The context is important. Something that can be atomic in the context of a thread may not be atomic in the context of a process, which is executed on multiple threads. In other words, the atomicity of an operation ca change depending on the currently defined scope.
O/S Level Concurrency
Process
A process is an instance of a running program. Each process has a context: its own memory, within an address space. It has code, stack, heap, registers, program counter, stack pointer, data registers. It may share libraries with other processes.
Process Context Switch
When the operating system switches from one process to another, that is called a context switch. The process context must be swapped: saved and replaced with another's.
O/S Threads
An O/S thread is similar conceptually with a process, but it has less context, and it shares some of its context with other threads in the process. A process can have multiple threads inside it. A thread's context include unique stacks, data registers, code. The context that is shared between threads include the virtual memory, the file descriptors.
Threads should be mostly independent of each other. The whole reasons there are different threads is because you feel that the tasks executed by the threads can be executed concurrently at the same time. However, they're not completely independent, they're part of the same process and they share information - heap memory space among other things. When threads communicate inappropriately, it is when race conditions occur.
Go implements threads as goroutines.
Thread Context Switch
When the operating system switches from one thread to another, that is called a thread context switch.
Green Threads
Concurrency Programming Models
The majority of languages address concurrency by providing a representation of O/S threads or green threads at language level, and exposing memory access synchronization primitives to protect data in presence of concurrent access.
An alternative model is based on Communicating Sequential Processes (CSP), a model introduced by A. Hoare in the "Communicating Sequential Processes" 1978 ACM paper. This concurrency programming model is centered around passing data between independent sequential processes.
Memory Access Synchronization Primitives
Synchronization is the opposite of concurrency. The advantages of concurrency and parallelism is that the instruction interleavings are arbitrary, and that gives the scheduler options that lead to efficient utilization of the processor, which ultimately speeds up the execution of the code. With synchronization, we restrict the scheduler's options and we force scheduling to happen in a certain way.
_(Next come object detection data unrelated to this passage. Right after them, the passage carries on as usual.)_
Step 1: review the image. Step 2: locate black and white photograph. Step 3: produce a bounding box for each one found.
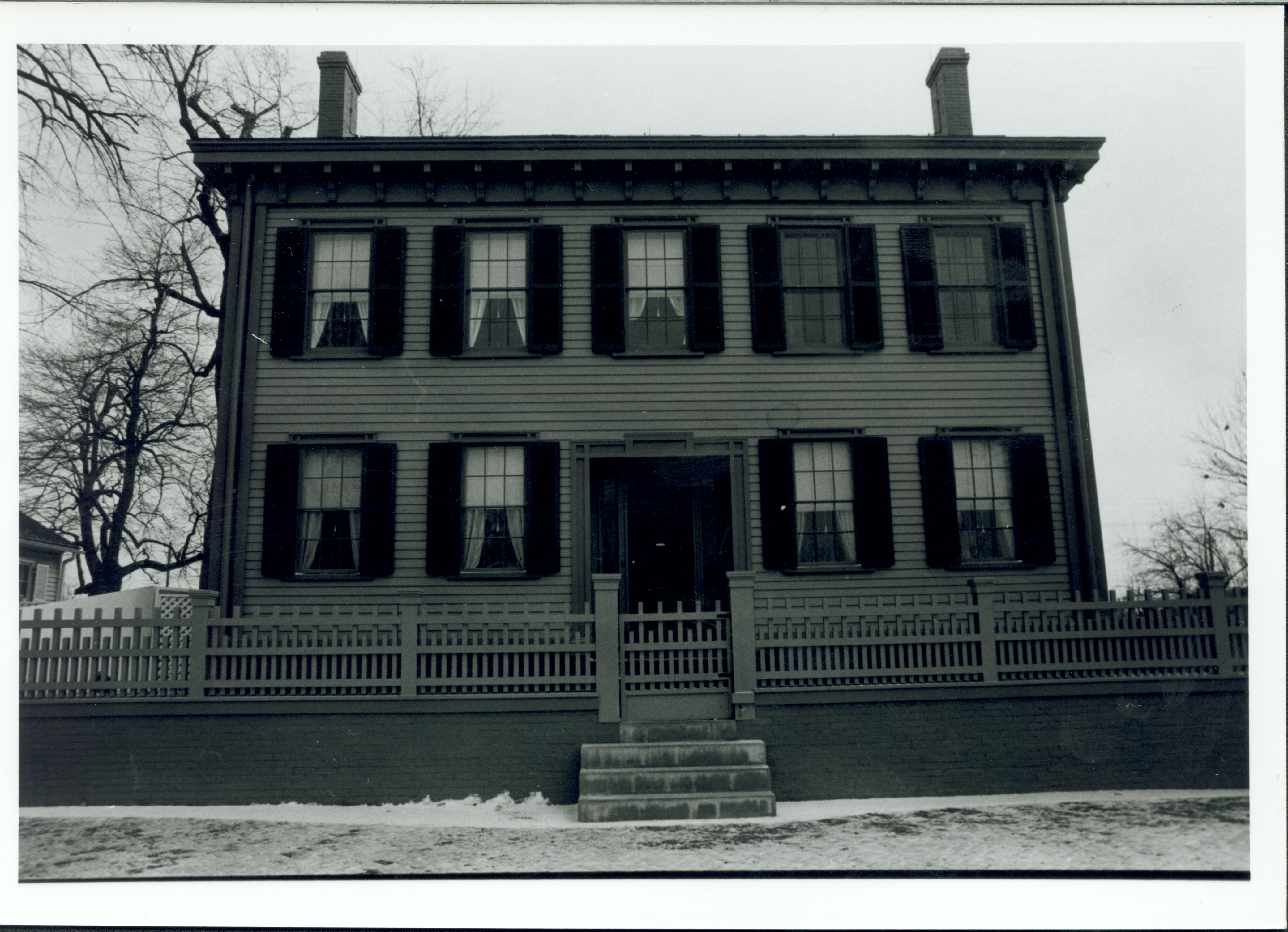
[0,4,1284,928]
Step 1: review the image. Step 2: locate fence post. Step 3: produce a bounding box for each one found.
[188,589,219,702]
[969,579,1006,683]
[725,569,756,720]
[1194,573,1234,676]
[590,573,622,722]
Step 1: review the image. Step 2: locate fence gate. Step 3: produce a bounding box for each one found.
[621,602,733,721]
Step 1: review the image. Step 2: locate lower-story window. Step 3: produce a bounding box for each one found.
[461,447,525,570]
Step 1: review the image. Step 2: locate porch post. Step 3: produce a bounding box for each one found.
[725,569,756,718]
[590,573,622,722]
[1194,573,1234,676]
[188,589,219,702]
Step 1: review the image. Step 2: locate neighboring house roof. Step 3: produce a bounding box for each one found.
[18,511,80,551]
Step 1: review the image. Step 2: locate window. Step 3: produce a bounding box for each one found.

Every time we use synchronization, we are reducing the efficiency, the amount of possible concurrency. However, there are cases when synchronization is necessary, when certain things in different threads of execution have to happen in a certain order.
A way to address concurrent updates of shared state in concurrent programming is to use locks. Locks are problematic because they rely of the capacity of the programer to identify problem areas that require concurrent access protection. As the complexity of the program increases, the reliance of this capacity may become problematic.
An alternative approach is to use an actor model.
Semaphore
Binary Semaphore
Counting Semaphore
Mutual Exclusion
Communicating Sequential Processes (CSP)
Communicating Sequential Processes (CSP) is a theoretical concurrency model introduced by A. Hoare in the "Communicating Sequential Processes" 1978 ACM paper.